U.S. expects accelerating job creation
The Obama administration expects U.S. job creation to quicken but economic recovery has a long way to go despite improved trends, White House officials said on Sunday.
We're in a very different place than we were a year ago, White House economic adviser Lawrence Summers told ABC's This Week. A year ago, we were losing 600,000 jobs a month. Now the process of job creation has started. We expect that it will accelerate.
The comments by Summers and similar remarks from fellow adviser Christina Romer on another network followed Friday's Labor Department report that showed the economy created jobs in March at the fastest clip in three years. But the addition of 162,000 jobs was tempered by a stubborn unemployment rate that remained at a 9.7 percent.
Summers, while noting some large businesses were beginning to hire again and negative trends were turning around, said monthly jobless rates can fluctuate and Friday's report was no reason to become complacent.
Romer added on NBC's Meet the Press that projected economic growth of 3 percent this year is not enough to create a lot of jobs.
We still face a lot of headwinds, Romer said.
The pair pushed for congressional approval of tax credits and other incentives for small businesses to expand and spur new hiring.
Summers additionally said a more than 10 percent jump in income tax refunds this spring should trigger spending and boost employment.
REPUBLICANS TAKE EXCEPTION
Senate Republicans, however, took issue with the administration's analysis of the jobs picture and recommended broader tax relief with less government intervention.
Washington should be making it easier to hire and to expand, rather than making it more expensive to grow the workforce or their employees' paychecks, Senate Republican leader Mitch McConnell's office said in a statement.
Increasing exports is the best way to bring back lost U.S. manufacturing jobs, Summers told CNN in a separate interview, adding that commercial practices in a number of countries, including China, must be addressed to achieve this.
Neither Romer nor Summers, however, would publicly back claims by some lawmakers that China manipulates its currency at the expense of U.S. jobs.
Currency issues gained prominence over the weekend in Washington when Treasury Secretary Timothy Geithner said he would delay a report due April 15 on the currency question.
Some U.S. lawmakers claim China deliberately keeps the value of the yuan low against the dollar as an effective subsidy. They say China is giving its exporters a price advantage and ballooning America's trade deficit.

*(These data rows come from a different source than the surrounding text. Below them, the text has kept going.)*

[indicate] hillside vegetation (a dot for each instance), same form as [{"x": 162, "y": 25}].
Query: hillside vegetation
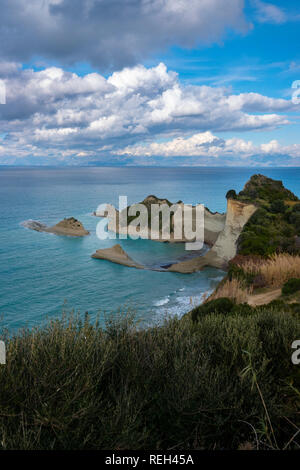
[
  {"x": 225, "y": 382},
  {"x": 275, "y": 226}
]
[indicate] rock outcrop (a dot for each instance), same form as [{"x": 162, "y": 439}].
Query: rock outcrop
[
  {"x": 117, "y": 255},
  {"x": 213, "y": 222},
  {"x": 70, "y": 227},
  {"x": 225, "y": 247}
]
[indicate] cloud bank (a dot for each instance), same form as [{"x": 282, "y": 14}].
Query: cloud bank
[
  {"x": 111, "y": 33},
  {"x": 54, "y": 112}
]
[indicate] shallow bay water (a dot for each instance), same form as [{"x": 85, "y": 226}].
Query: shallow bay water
[{"x": 41, "y": 274}]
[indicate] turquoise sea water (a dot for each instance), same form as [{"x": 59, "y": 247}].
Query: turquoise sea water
[{"x": 40, "y": 273}]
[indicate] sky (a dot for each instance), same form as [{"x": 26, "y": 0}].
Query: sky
[{"x": 150, "y": 82}]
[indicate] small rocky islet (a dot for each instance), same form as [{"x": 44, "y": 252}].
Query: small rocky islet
[{"x": 262, "y": 219}]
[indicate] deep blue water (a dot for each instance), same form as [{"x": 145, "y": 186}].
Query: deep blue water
[{"x": 41, "y": 274}]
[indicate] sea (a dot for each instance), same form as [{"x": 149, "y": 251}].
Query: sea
[{"x": 43, "y": 275}]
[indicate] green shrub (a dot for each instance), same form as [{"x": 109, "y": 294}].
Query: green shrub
[
  {"x": 181, "y": 385},
  {"x": 278, "y": 207},
  {"x": 222, "y": 305},
  {"x": 291, "y": 286}
]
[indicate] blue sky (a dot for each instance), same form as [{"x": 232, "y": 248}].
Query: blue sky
[{"x": 150, "y": 82}]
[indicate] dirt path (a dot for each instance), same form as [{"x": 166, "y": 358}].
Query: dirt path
[{"x": 265, "y": 298}]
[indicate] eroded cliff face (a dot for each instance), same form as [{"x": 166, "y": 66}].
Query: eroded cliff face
[
  {"x": 213, "y": 222},
  {"x": 238, "y": 214},
  {"x": 225, "y": 247}
]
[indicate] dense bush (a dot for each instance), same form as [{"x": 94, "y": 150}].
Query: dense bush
[
  {"x": 278, "y": 206},
  {"x": 214, "y": 384},
  {"x": 275, "y": 224},
  {"x": 291, "y": 287}
]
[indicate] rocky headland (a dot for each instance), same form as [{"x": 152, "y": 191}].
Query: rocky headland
[
  {"x": 117, "y": 255},
  {"x": 262, "y": 219}
]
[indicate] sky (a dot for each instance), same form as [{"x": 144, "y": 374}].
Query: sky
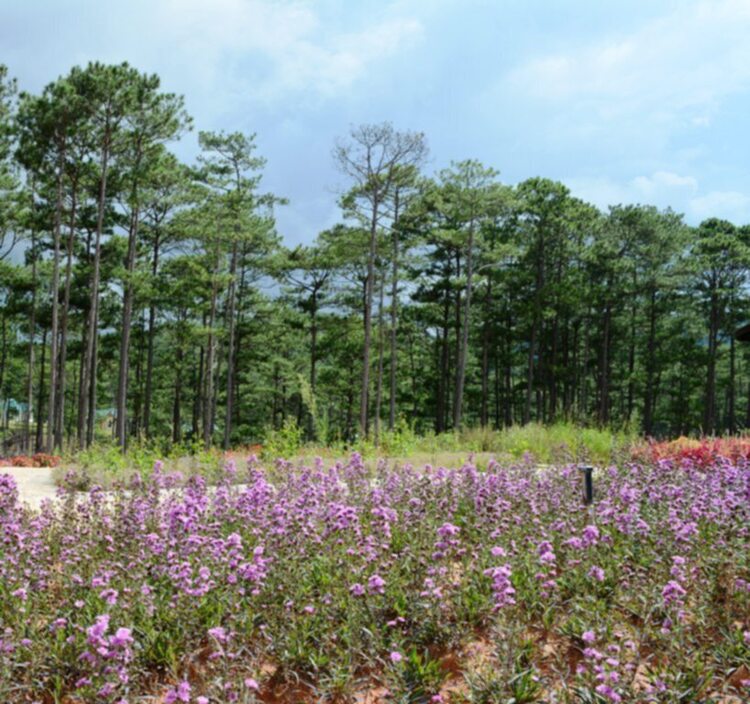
[{"x": 645, "y": 101}]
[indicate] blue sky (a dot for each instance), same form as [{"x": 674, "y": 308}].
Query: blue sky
[{"x": 638, "y": 101}]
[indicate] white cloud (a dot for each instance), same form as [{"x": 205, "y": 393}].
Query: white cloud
[
  {"x": 274, "y": 48},
  {"x": 661, "y": 181},
  {"x": 731, "y": 205},
  {"x": 672, "y": 69}
]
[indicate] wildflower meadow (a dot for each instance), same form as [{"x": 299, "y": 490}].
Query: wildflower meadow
[{"x": 358, "y": 582}]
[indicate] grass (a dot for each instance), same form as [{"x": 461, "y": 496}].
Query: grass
[{"x": 104, "y": 465}]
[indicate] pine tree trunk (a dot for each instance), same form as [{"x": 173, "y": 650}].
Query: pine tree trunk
[
  {"x": 231, "y": 355},
  {"x": 52, "y": 402},
  {"x": 381, "y": 349},
  {"x": 60, "y": 411},
  {"x": 148, "y": 395},
  {"x": 89, "y": 396},
  {"x": 364, "y": 406}
]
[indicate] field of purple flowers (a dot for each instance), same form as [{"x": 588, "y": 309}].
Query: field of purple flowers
[{"x": 382, "y": 584}]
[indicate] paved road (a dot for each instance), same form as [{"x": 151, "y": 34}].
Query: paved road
[{"x": 34, "y": 483}]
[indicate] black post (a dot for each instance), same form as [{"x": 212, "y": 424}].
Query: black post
[{"x": 588, "y": 484}]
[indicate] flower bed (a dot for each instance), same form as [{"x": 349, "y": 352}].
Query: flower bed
[
  {"x": 703, "y": 452},
  {"x": 396, "y": 584},
  {"x": 40, "y": 459}
]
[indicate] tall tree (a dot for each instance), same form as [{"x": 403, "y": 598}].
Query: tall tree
[{"x": 373, "y": 157}]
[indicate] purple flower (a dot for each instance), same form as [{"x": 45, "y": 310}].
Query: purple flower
[
  {"x": 181, "y": 693},
  {"x": 376, "y": 584}
]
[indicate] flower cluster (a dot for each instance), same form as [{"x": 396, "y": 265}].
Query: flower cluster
[{"x": 261, "y": 587}]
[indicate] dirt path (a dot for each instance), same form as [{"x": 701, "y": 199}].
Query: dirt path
[{"x": 34, "y": 483}]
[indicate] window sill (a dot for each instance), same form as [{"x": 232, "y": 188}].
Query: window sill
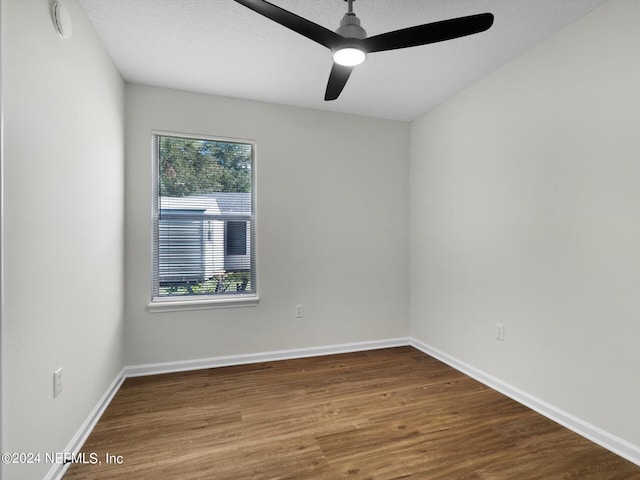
[{"x": 160, "y": 305}]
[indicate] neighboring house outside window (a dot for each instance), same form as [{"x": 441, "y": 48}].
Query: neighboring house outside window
[{"x": 203, "y": 223}]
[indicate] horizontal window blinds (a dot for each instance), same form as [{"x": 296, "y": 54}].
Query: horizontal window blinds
[{"x": 204, "y": 221}]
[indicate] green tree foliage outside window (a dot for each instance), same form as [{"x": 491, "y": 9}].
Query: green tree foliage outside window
[
  {"x": 194, "y": 170},
  {"x": 192, "y": 166}
]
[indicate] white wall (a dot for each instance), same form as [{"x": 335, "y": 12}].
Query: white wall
[
  {"x": 63, "y": 228},
  {"x": 525, "y": 210},
  {"x": 332, "y": 195}
]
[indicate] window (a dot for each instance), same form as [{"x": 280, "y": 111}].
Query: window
[{"x": 203, "y": 223}]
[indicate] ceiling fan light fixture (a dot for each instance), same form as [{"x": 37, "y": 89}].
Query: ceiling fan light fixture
[{"x": 349, "y": 55}]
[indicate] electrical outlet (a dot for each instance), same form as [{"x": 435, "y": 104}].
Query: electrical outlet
[
  {"x": 57, "y": 382},
  {"x": 500, "y": 332}
]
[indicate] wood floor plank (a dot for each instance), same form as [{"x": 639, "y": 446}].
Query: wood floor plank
[{"x": 385, "y": 414}]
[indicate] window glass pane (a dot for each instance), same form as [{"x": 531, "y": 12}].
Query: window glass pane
[{"x": 203, "y": 217}]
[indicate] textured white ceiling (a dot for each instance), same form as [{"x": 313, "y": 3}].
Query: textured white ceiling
[{"x": 223, "y": 48}]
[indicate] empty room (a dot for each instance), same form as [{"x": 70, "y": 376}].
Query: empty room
[{"x": 320, "y": 239}]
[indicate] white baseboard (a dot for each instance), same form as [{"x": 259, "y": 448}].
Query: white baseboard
[
  {"x": 58, "y": 470},
  {"x": 615, "y": 444},
  {"x": 76, "y": 443},
  {"x": 591, "y": 432},
  {"x": 229, "y": 360}
]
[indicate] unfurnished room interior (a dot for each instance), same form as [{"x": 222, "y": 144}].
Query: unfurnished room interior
[{"x": 371, "y": 239}]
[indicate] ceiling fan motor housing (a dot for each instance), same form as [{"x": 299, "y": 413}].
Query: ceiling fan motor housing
[{"x": 350, "y": 27}]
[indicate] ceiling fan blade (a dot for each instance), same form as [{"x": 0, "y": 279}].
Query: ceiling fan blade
[
  {"x": 429, "y": 33},
  {"x": 304, "y": 27},
  {"x": 337, "y": 80}
]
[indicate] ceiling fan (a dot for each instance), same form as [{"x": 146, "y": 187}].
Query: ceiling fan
[{"x": 350, "y": 44}]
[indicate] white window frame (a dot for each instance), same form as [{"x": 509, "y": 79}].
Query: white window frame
[{"x": 160, "y": 304}]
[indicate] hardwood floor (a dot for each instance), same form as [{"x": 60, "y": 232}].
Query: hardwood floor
[{"x": 385, "y": 414}]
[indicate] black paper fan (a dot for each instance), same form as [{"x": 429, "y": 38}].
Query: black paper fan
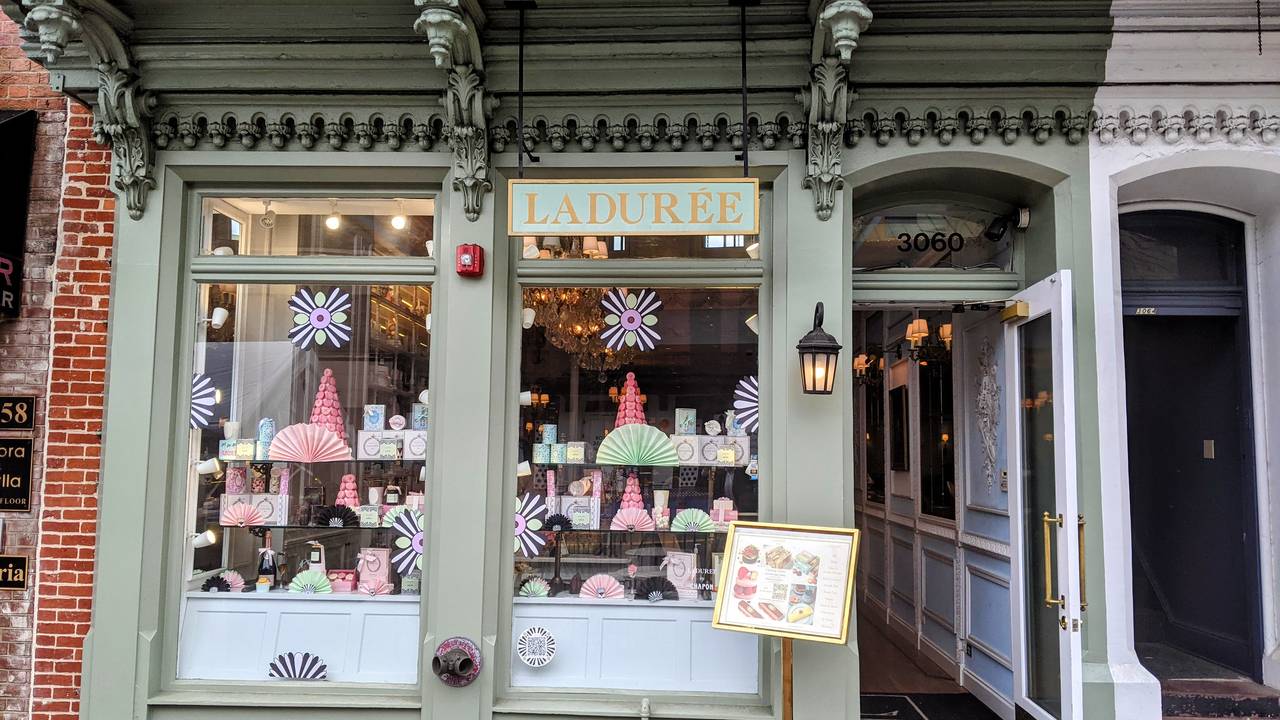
[
  {"x": 216, "y": 584},
  {"x": 557, "y": 523},
  {"x": 336, "y": 516},
  {"x": 656, "y": 589}
]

Summers said no one can be satisfied where we are on the trade imbalance, but that the decision to delay the report was not calculated to engage China on Iran's nuclear ambitions and other delicate issues.
Chinese President Hu Jintao is due in Washington on April 12 for a nuclear security summit and analysts said it could have been seen as an insult if Washington had labeled China a currency manipulator just days after Hu's visit.
Summers said economic issues are key to U.S. diplomacy and the administration prefers to take advantage of upcoming high-level US/China economic meetings in Beijing as well as G20 meetings later this spring to address the currency issue.
Those are opportunities to engage with China, to engage with other countries that have large trade surpluses, other countries who think they can continue to rely on the United States as an importer of last resort, Summers said.
Romer said the issue would be high on the agenda but that ultimately the yuan needs to be more influenced by market forces.
The U.S. strategy is to build momentum to cast the matter as one of persuading China to accept greater responsibility as a global trade partner and boost American exports.